La jornada electoral cobra
importancia porque de ella surgirán 388 diputados locales y 547 alcaldes (en
Oaxaca se elegirán, además, 418 munícipes por usos y costumbres). De estas
elecciones saldrán, además, 13 nuevos gobernadores. Todos ellos tendrán acceso
a recursos financieros y materiales que, sin ninguna duda ni remordimiento,
emplearán en la partida de ajedrez de 2018.
De las 13 entidades donde se renovará
la gubernatura, el PRI gobierna 10 y la oposición tres, con mandatarios que han
surgido de alianzas encabezadas por el PAN y el PRD (Oaxaca, Puebla y Sinaloa).
En seis de las entidades donde se
realizarán elecciones (Colima, Durango, Hidalgo, Quintana Roo, Tamaulipas y
Veracruz) nunca se ha dado una alternancia en la gubernatura. En estos estados
no existen contrapesos efectivos a los gobernadores y la estructura del PRI es
particularmente sólida.
En los cuatro restantes (Aguascalientes,
Chihuahua, Tlaxcala y Zacatecas) el PRI recuperó el gobierno tras
administraciones fallidas encabezadas por el PAN o el PRD.

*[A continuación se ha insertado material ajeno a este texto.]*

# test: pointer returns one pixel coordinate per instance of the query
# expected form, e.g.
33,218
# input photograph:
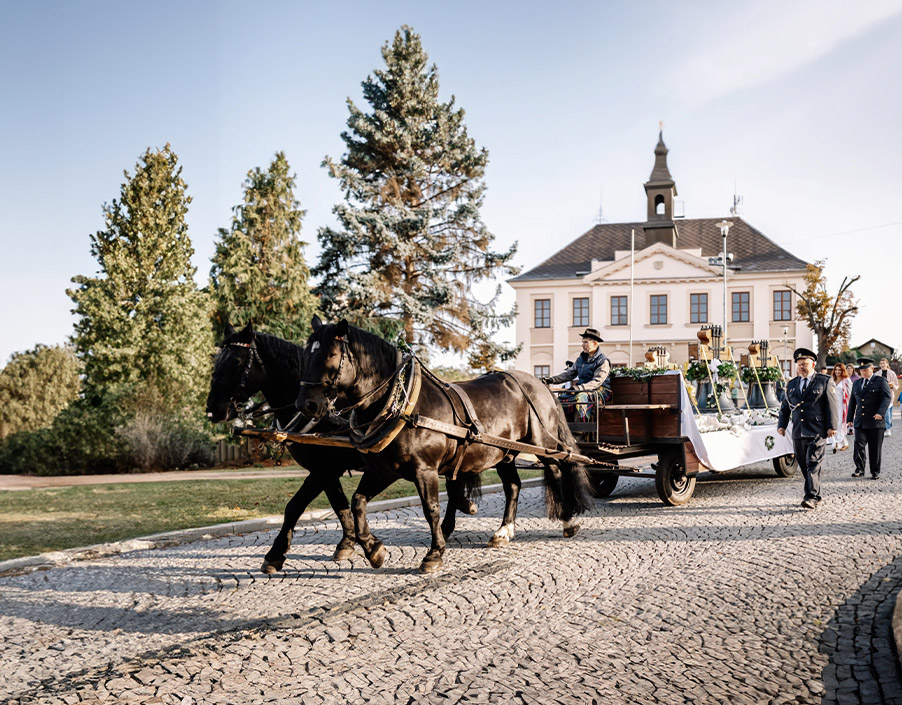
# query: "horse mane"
287,354
375,357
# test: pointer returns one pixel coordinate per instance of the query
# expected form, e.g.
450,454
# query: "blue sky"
797,104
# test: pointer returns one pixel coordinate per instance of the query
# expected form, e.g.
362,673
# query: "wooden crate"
645,425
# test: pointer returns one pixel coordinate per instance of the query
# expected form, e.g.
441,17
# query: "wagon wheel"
786,465
674,486
603,483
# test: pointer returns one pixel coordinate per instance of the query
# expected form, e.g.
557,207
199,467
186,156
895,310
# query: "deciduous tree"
411,243
828,316
259,273
35,386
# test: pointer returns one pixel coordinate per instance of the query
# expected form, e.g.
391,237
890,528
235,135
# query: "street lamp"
722,261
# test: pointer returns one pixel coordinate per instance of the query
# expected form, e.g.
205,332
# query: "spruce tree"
259,273
411,242
143,330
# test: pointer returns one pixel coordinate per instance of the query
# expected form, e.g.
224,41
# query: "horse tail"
567,489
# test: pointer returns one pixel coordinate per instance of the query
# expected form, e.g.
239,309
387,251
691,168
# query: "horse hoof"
270,568
343,553
377,557
431,565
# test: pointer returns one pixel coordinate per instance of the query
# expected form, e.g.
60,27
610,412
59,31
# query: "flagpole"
632,285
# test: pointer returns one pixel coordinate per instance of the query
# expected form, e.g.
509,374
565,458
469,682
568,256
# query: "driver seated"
590,373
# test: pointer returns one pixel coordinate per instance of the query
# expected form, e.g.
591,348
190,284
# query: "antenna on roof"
600,217
736,210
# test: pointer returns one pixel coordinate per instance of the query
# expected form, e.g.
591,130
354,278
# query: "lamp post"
722,262
724,230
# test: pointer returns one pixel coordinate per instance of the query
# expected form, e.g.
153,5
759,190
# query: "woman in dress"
843,392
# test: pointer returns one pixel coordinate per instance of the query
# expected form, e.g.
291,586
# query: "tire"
603,484
673,485
786,465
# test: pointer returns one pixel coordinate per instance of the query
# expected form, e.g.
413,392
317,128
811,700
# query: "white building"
675,289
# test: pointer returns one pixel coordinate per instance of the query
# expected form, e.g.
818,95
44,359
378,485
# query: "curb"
897,628
53,559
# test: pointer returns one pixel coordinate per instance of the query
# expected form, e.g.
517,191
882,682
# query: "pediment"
658,261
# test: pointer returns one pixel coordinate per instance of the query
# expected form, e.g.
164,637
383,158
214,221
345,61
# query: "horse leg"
342,509
556,500
309,490
510,478
456,501
371,484
427,486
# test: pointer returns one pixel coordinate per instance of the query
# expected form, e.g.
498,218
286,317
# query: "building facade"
657,283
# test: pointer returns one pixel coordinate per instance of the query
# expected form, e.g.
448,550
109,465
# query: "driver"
591,373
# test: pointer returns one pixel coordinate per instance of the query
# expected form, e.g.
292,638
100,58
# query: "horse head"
237,373
328,369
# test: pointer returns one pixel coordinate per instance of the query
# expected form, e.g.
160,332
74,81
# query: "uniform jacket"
587,373
864,403
815,412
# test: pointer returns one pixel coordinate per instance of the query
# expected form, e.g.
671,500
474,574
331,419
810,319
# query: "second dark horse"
251,362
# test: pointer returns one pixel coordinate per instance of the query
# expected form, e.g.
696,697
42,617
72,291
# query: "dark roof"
753,251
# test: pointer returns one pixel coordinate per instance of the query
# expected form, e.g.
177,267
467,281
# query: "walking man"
893,380
868,406
810,402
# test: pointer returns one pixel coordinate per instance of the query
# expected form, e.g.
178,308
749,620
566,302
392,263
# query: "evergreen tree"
143,329
35,386
412,242
259,273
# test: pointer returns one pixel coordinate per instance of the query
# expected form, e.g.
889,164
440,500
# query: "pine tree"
143,329
412,242
259,273
35,386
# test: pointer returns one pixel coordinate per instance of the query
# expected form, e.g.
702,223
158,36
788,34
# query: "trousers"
872,438
809,455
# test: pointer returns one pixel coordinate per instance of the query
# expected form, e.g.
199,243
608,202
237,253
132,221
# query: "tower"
660,190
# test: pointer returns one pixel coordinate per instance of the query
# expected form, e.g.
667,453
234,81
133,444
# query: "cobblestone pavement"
738,597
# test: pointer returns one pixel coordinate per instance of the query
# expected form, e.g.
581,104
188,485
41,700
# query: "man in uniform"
810,401
868,405
591,372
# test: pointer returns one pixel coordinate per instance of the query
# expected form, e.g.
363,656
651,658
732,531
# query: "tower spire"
660,190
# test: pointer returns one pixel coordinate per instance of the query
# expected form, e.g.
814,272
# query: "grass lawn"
35,521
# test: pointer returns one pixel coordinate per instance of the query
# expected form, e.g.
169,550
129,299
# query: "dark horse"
344,361
251,362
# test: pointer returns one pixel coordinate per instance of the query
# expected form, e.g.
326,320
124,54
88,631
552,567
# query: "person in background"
590,373
811,402
867,410
893,380
843,392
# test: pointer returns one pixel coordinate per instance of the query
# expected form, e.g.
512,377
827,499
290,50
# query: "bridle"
332,384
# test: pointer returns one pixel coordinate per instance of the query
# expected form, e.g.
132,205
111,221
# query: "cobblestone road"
739,597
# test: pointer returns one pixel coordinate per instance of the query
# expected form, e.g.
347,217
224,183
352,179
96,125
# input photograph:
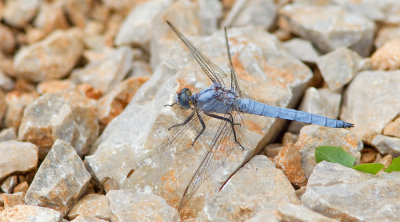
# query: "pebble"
17,157
60,180
52,58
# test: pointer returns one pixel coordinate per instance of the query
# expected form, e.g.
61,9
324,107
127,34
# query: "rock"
349,195
16,103
51,17
19,13
330,27
137,28
387,57
112,104
371,110
385,34
66,115
386,144
106,73
8,184
54,86
60,180
289,161
278,80
313,136
301,49
317,101
256,12
393,128
91,205
239,200
299,213
147,207
51,58
7,40
11,200
340,66
30,213
17,157
6,83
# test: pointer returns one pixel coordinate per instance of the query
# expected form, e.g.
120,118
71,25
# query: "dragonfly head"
184,99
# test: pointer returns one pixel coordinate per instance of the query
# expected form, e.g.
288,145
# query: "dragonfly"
222,102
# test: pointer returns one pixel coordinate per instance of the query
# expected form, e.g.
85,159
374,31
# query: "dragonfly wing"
222,145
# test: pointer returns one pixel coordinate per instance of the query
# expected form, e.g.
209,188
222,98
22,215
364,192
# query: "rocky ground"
83,84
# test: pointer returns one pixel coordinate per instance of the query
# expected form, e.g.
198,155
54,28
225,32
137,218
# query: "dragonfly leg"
229,121
202,124
184,122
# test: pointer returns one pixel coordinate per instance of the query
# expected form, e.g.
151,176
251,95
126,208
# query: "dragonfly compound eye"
184,98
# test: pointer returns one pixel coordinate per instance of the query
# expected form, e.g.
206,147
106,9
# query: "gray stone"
340,66
51,58
66,115
17,157
8,134
371,110
313,136
241,199
387,144
138,26
318,101
128,205
301,49
60,180
330,27
19,13
105,73
30,214
251,12
349,195
91,205
265,72
299,213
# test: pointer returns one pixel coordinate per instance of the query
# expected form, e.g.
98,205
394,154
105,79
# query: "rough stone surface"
112,104
318,101
387,57
330,27
92,205
371,110
256,12
393,128
104,74
30,214
17,157
66,115
16,103
301,49
313,136
137,28
51,58
147,207
299,213
349,195
239,200
340,66
18,13
275,79
60,179
386,144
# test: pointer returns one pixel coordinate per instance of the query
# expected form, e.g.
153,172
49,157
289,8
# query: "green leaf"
394,166
372,168
334,154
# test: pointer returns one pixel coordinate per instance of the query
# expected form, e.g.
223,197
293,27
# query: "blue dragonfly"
222,102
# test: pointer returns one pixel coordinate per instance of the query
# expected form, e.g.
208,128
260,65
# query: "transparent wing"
215,73
221,147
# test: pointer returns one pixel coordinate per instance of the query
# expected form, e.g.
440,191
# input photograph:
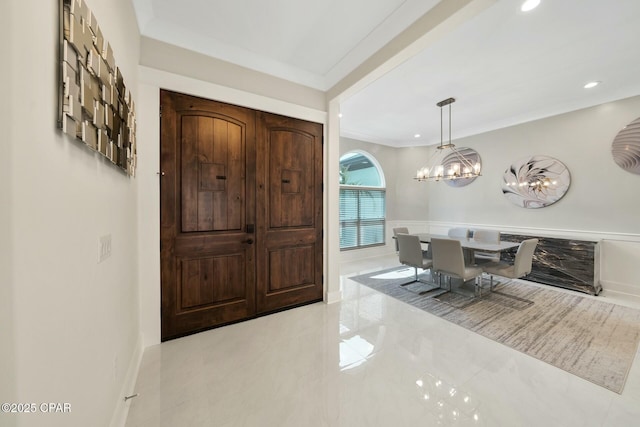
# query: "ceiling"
503,66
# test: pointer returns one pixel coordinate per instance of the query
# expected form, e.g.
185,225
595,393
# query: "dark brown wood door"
289,208
207,211
240,213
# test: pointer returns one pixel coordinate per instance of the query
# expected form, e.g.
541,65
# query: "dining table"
469,243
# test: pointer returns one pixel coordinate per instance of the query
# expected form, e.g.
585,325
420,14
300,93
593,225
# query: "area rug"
592,339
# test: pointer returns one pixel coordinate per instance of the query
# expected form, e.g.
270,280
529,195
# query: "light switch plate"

Bajo la idea de que el 2016 es
parte de una compleja partida de ajedrez, se puede argumentar que las
elecciones de este año fungirán como indicadores de fuerza para personajes
involucrados en la carrera presidencial. De manera particular, el Secretario de
Gobernación, Miguel Ángel Osorio Chong, y el Gobernador de Puebla, Rafael
Moreno Valle, parecerían ser dos de los aspirantes que más se juegan el 5 de
junio.
El primero
ha resurgido como un precandidato sólido tras la captura del famoso
narcotraficante Joaquín Guzmán. Una victoria del PRI en Hidalgo impulsaría aún
más sus aspiraciones presidenciales. El segundo participará en la que
probablemente sea su última prueba de fuego rumbo al 2018. Si es capaz de sacar
el resultado en Puebla, difícilmente habrá otro contendiente, al menos en el
PAN, que pueda contrapuntearlo.
Existen
otras figuras que estarán jugándose mucho de su capital en estas elecciones.
Los líderes del PAN y del PRI, Ricardo Anaya y Manlio Fabio Beltrones, son dos
de ellos. Ambos construyen, desde sus respectivos partidos, expectativas y
aspiraciones que pueden materializarse si los resultados en 2016 se dan en su
favor.
Por lo demás, resulta oportuno mencionar que en todos los estados donde habrá
elecciones la sociedad ha mostrado signos de hartazgo. No es descabellada, en
este sentido, la posibilidad de que se presenten resultados sorprendentes en la
medida en que exista algún disruptivo que pueda canalizar el descontento de la
ciudadanía.
Por ello, los partidos políticos
tienen la oportunidad (y el deber) de demostrarle a la ciudadanía que existen candidatos
que vale la pena respetar: comprometidos con el servicio público, honestos, apasionados y capaces. No
pueden olvidarse de que, como lo escribió Federico Reyes Heroles recientemente,
el único patrimonio verdadero en la vida es el respeto de los demás.